January 30, 2013

2 More by Melanie

Radiance by Alyson Noel
Reviewed by Melanie

Riley Bloom is my favorite dead girl. She lives (so to speak) her afterlife in a sort of "alternative heaven" called the "Here & Now" where you can manifest anything your unbeating heart desires. In the Here & Now, everyone is assigned a role. Riley is assigned the role of "soul catcher." With the help of her mentor, Riley travels back to earth to try to convince earth-bound spirits to forget their past life and cross over.

It's a concept that's been done before (enter The Lovely Bones), but Radiance has its' own unique twist to it. If you've read Alyson Noel's Immortal's series then you'll recognize our heroine as Ever's little sister. But don't worry — you don't have to read four other books before this one. Radiance is story that stands all on its own. The setting is very interesting and conflicts are exciting, not to mention rich in imagery. Young Riley's life may have ended to soon, but her afterlife is just beginning.

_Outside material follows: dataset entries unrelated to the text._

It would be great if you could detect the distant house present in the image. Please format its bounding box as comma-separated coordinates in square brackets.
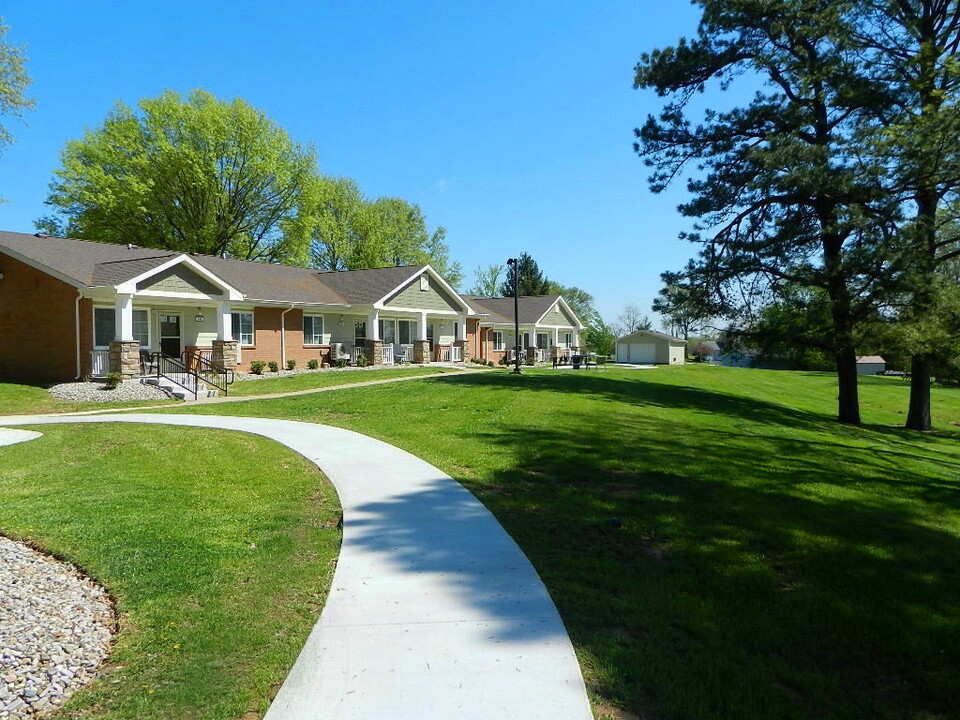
[857, 355, 887, 375]
[616, 330, 687, 365]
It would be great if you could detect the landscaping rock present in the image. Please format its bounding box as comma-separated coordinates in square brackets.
[0, 536, 116, 720]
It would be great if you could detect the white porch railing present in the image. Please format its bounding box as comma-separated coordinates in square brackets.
[351, 345, 364, 365]
[90, 350, 110, 377]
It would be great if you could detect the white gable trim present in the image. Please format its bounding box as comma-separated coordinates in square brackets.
[373, 265, 473, 315]
[534, 295, 587, 330]
[116, 254, 243, 300]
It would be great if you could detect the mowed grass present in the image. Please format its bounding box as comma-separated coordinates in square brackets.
[172, 366, 960, 720]
[0, 425, 340, 720]
[228, 366, 457, 397]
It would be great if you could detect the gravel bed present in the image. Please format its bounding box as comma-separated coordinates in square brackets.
[0, 536, 116, 720]
[50, 380, 170, 402]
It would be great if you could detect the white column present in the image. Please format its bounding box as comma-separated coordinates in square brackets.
[217, 302, 233, 340]
[114, 295, 133, 342]
[417, 312, 427, 340]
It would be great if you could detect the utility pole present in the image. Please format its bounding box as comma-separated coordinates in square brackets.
[507, 258, 520, 375]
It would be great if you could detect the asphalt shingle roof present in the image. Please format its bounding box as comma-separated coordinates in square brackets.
[0, 231, 436, 305]
[462, 295, 560, 325]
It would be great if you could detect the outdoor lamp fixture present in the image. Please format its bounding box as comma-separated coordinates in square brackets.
[507, 258, 520, 375]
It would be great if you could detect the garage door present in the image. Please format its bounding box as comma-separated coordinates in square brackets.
[628, 343, 657, 364]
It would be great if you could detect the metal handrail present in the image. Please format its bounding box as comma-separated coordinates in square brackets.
[150, 353, 200, 400]
[180, 350, 235, 395]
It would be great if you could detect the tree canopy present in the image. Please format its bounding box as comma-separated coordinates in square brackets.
[635, 0, 900, 423]
[500, 253, 550, 297]
[0, 18, 34, 194]
[47, 90, 316, 263]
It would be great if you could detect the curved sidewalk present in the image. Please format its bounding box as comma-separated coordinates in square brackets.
[0, 414, 593, 720]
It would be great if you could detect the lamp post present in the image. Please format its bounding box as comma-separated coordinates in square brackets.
[507, 258, 520, 375]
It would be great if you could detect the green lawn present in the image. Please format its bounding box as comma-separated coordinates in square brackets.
[228, 366, 457, 397]
[0, 425, 340, 720]
[0, 382, 179, 415]
[163, 366, 960, 720]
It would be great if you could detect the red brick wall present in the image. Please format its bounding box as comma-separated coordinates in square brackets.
[240, 307, 330, 370]
[0, 254, 77, 382]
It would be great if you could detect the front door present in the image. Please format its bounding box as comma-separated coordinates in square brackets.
[160, 315, 181, 358]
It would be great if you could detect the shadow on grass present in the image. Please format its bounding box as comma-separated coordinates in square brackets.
[477, 414, 960, 718]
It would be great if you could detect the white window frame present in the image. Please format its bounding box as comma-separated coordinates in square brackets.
[230, 310, 251, 347]
[303, 313, 323, 347]
[92, 306, 153, 350]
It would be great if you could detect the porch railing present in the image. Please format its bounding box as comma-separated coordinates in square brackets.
[180, 350, 234, 395]
[90, 350, 110, 377]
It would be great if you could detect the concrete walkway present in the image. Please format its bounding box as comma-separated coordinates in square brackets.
[0, 414, 593, 720]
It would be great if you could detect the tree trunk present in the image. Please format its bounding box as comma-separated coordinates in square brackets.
[906, 355, 933, 430]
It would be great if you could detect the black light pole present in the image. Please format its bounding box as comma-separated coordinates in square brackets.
[507, 258, 520, 375]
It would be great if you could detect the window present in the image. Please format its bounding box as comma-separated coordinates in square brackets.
[93, 308, 150, 348]
[379, 320, 397, 345]
[230, 313, 253, 347]
[303, 315, 323, 345]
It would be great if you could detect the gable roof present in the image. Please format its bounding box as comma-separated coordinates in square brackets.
[461, 295, 576, 325]
[617, 330, 686, 343]
[0, 231, 460, 306]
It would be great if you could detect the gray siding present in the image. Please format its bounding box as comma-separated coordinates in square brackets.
[385, 275, 463, 312]
[137, 265, 221, 296]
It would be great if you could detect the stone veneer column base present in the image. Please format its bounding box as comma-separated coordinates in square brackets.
[109, 340, 140, 380]
[413, 340, 430, 363]
[363, 338, 383, 365]
[210, 340, 237, 370]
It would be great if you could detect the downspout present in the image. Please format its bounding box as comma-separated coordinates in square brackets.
[280, 305, 293, 370]
[73, 290, 83, 380]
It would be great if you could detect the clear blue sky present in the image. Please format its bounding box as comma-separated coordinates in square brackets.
[0, 0, 698, 322]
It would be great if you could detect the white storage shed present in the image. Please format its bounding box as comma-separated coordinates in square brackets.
[616, 330, 687, 365]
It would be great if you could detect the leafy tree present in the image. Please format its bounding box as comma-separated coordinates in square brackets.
[40, 90, 316, 263]
[308, 190, 463, 287]
[0, 18, 34, 197]
[467, 265, 504, 297]
[614, 303, 653, 337]
[635, 0, 898, 423]
[500, 253, 550, 297]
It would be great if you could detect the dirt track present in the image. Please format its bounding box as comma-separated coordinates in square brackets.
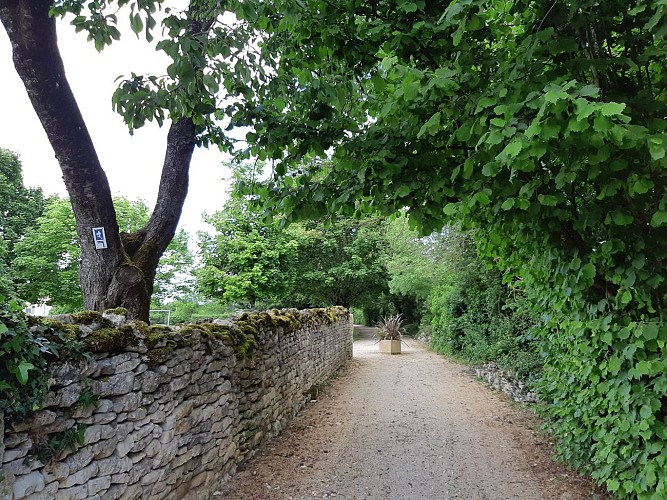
[216, 329, 605, 500]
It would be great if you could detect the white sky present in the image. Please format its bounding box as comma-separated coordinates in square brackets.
[0, 14, 230, 235]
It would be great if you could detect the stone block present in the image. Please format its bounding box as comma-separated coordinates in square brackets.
[116, 353, 141, 373]
[104, 484, 127, 500]
[22, 482, 58, 500]
[113, 392, 141, 413]
[56, 484, 88, 500]
[42, 462, 69, 483]
[93, 411, 116, 425]
[61, 462, 99, 488]
[91, 436, 118, 460]
[93, 372, 134, 396]
[14, 471, 46, 498]
[88, 476, 111, 496]
[58, 383, 83, 408]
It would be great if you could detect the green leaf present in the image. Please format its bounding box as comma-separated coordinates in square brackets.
[482, 162, 500, 177]
[537, 194, 558, 207]
[581, 262, 595, 280]
[651, 210, 667, 227]
[577, 85, 600, 97]
[396, 184, 412, 198]
[16, 361, 35, 385]
[500, 198, 514, 210]
[417, 111, 441, 139]
[618, 290, 632, 306]
[648, 137, 665, 161]
[442, 203, 459, 215]
[600, 102, 625, 116]
[130, 12, 144, 37]
[496, 141, 522, 158]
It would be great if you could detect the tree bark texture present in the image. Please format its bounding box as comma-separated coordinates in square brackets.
[0, 0, 195, 321]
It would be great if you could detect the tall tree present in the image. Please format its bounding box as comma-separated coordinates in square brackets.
[299, 217, 389, 308]
[11, 197, 192, 312]
[0, 148, 44, 264]
[198, 197, 297, 308]
[227, 0, 667, 498]
[0, 0, 263, 320]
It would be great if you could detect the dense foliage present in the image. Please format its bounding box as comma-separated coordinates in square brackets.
[428, 230, 543, 382]
[0, 295, 84, 422]
[2, 0, 667, 492]
[226, 0, 667, 498]
[197, 184, 389, 314]
[197, 198, 297, 308]
[0, 148, 44, 295]
[11, 197, 192, 312]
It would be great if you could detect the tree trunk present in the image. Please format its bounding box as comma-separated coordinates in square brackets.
[0, 0, 195, 321]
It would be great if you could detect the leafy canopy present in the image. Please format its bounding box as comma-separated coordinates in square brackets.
[12, 197, 192, 312]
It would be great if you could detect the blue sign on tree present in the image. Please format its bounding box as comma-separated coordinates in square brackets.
[93, 227, 107, 250]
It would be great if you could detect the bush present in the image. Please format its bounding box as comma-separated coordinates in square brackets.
[0, 296, 80, 421]
[430, 251, 543, 383]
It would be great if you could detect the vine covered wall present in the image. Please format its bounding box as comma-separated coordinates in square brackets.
[0, 308, 352, 500]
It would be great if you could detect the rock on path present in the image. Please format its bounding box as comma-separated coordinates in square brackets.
[217, 328, 602, 500]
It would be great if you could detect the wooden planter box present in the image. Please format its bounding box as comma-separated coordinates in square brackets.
[380, 340, 401, 354]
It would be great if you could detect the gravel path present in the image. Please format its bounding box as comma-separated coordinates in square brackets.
[216, 328, 605, 500]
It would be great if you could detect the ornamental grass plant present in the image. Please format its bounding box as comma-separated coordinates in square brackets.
[375, 314, 403, 340]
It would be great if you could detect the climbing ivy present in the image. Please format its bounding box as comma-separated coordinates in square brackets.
[228, 0, 667, 498]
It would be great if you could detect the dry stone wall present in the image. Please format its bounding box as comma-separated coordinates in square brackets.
[0, 308, 352, 500]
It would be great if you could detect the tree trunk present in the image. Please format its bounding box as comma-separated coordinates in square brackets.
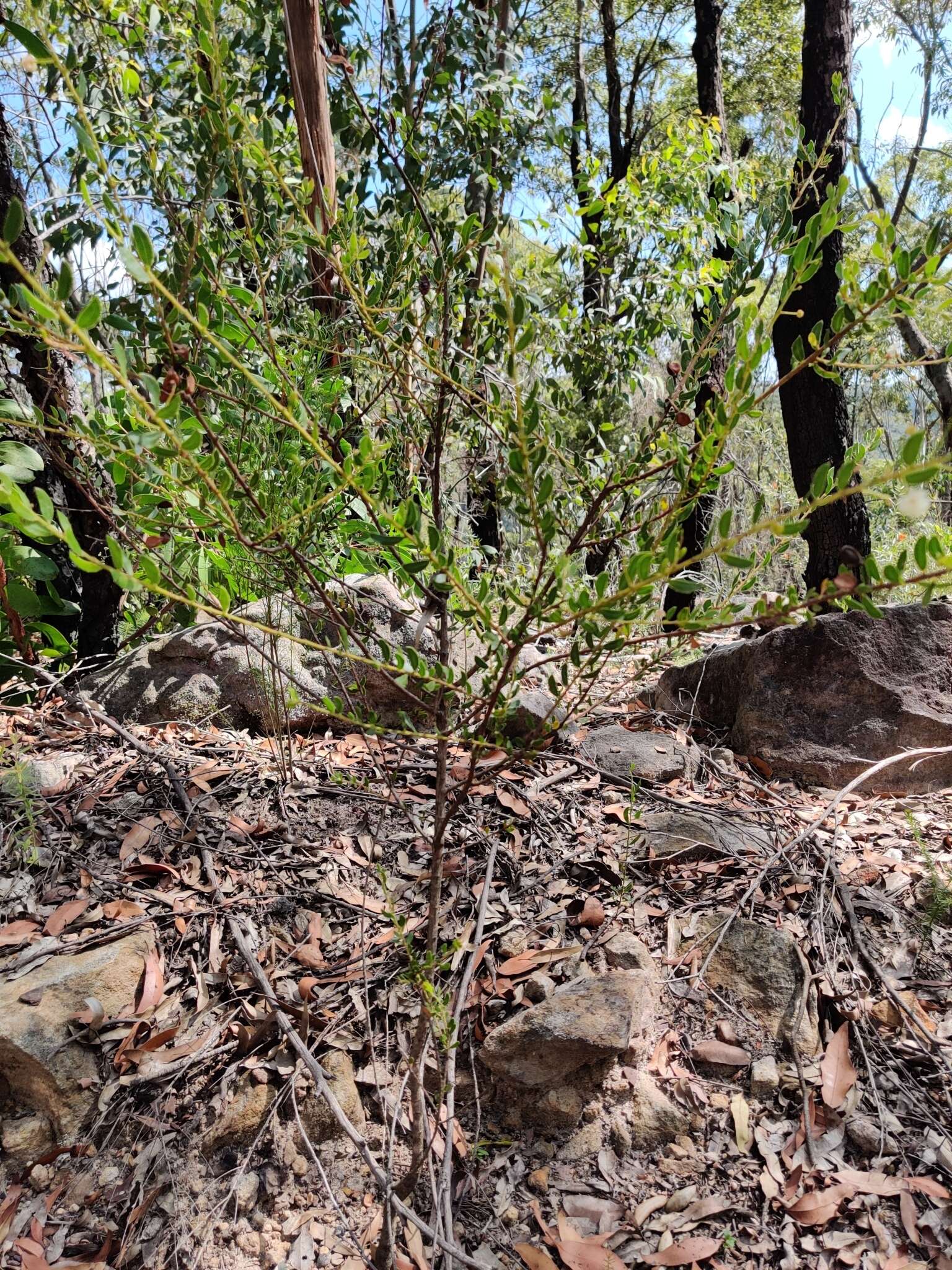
[284, 0, 338, 318]
[0, 99, 122, 659]
[661, 0, 734, 612]
[773, 0, 870, 588]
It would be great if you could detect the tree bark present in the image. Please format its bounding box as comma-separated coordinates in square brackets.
[284, 0, 338, 318]
[773, 0, 870, 588]
[0, 99, 122, 660]
[661, 0, 734, 612]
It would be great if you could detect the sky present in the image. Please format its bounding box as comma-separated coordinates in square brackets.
[853, 32, 952, 146]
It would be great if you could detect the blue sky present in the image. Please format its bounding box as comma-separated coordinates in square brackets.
[853, 24, 952, 146]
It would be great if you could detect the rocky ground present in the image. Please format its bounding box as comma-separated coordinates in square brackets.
[0, 617, 952, 1270]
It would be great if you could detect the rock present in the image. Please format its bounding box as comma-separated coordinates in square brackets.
[526, 1165, 549, 1195]
[558, 1120, 602, 1165]
[628, 1072, 690, 1150]
[581, 722, 698, 783]
[523, 970, 555, 1002]
[697, 913, 820, 1058]
[79, 574, 435, 732]
[298, 1049, 367, 1147]
[750, 1054, 781, 1099]
[0, 930, 152, 1145]
[481, 972, 654, 1088]
[664, 1183, 697, 1213]
[604, 931, 655, 974]
[0, 753, 86, 799]
[203, 1072, 274, 1150]
[234, 1173, 262, 1209]
[496, 926, 528, 961]
[79, 574, 562, 737]
[655, 600, 952, 793]
[0, 1115, 55, 1163]
[531, 1085, 585, 1132]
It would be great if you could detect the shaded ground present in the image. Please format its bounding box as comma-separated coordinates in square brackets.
[0, 665, 952, 1270]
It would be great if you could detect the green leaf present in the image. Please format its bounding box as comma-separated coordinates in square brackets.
[132, 224, 155, 269]
[4, 198, 27, 244]
[56, 260, 73, 301]
[0, 441, 43, 485]
[6, 545, 60, 582]
[0, 397, 33, 423]
[902, 432, 925, 468]
[76, 296, 103, 330]
[4, 18, 53, 63]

The Hitchhiker's Guide to the Galaxy by Douglas Adams
Reviewed by Melanie

How do I even begin to describe the amazing, entertaining ludicrousness that is The Hitchhiker's Guide to the Galaxy? I'll start by saying Forty–Two. Also, respect your pet mice. Is this confusing book review already testing your tolerance? Well in that case, you probably shouldn't read this book.

But if you are intrigued, let me say, don't bring this book to school — you will laugh, you will gasp, and you will refuse to put it down, even when your biology teacher gives you death-glares.

Just to make sure you are intrigued, I'll attempt to explain this book. Shortly after Earth is demolished, Arthur and his alien friend Ford begin a journey though space. With the help of a few new friends and, of course, The Hitchhiker's Guide to the Galaxy, Arthur learns that there's a lot more out there than just planet Earth; in fact, Earth is an insignificant dot in the universe written off as "mostly harmless" by other life forms.

If you're looking for something different, you can't get much more unique than this. Hitchhiker's Guide has everything from dead planets to depressed robots.